Posts Tagged ‘guest author’

BIG & A Rapid Learning Network for Children’s Health

October 14, 2008

There are so many possibilities for a BIG Health Consortium that is difficult to figure out where to begin! One of the areas with a lot of need – and potential — to be considered is children’s health. There are large gaps in the clinical evidence base for care of children, since they are usually excluded from randomized clinical trials. Moreover, most pediatric practices are small, which limits the ability to advance research on children’s health issues by using registries and databases. There is a particular scarcity of pediatric databases that included patient genetic data.
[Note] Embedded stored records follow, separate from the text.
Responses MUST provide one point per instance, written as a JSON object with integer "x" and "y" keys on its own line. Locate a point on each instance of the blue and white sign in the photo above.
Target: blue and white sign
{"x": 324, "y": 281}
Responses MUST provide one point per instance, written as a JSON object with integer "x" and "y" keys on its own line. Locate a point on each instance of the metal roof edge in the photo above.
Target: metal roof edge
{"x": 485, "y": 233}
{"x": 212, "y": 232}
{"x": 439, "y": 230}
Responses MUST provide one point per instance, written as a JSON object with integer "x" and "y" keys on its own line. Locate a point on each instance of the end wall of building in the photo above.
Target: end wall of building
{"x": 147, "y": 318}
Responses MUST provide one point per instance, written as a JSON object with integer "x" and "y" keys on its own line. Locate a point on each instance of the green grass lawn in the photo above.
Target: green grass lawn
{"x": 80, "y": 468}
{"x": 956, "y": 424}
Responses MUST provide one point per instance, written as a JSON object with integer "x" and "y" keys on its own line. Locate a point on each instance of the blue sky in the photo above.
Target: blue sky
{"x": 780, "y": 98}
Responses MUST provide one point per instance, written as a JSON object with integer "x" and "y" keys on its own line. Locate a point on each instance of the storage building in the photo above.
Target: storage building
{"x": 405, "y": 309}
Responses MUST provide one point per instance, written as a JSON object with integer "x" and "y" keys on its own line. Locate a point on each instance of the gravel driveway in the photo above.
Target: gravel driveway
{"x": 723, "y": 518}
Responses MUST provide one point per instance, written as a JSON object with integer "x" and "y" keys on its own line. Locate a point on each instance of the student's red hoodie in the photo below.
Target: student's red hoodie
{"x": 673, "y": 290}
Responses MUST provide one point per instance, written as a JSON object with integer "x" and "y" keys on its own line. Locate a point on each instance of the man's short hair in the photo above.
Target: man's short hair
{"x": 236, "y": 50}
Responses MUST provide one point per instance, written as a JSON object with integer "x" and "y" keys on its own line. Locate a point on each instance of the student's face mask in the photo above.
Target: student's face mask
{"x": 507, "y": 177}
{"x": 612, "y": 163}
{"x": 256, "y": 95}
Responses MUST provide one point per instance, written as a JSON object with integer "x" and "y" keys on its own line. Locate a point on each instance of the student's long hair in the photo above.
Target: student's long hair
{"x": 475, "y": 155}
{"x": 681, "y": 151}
Pediatric oncology offers an example of where a national effort to develop collaborative research and share data about nearly all children with cancer has resulted in great advances in clinical outcomes. Another example of successful collaboration in a selected children’s health area is the CDC’s Vaccine Safety Datalink, which draws on databases from eight large HMOs. Recently, Children’s Hospital of Philadelphia has been discussing creating a research network of children’s specialty institutions, many of which use the EPIC software platform. There are many potential participants for a national children’s health network, ranging from large organized systems (like Kaiser-Permanente) to academic health centers and community practices.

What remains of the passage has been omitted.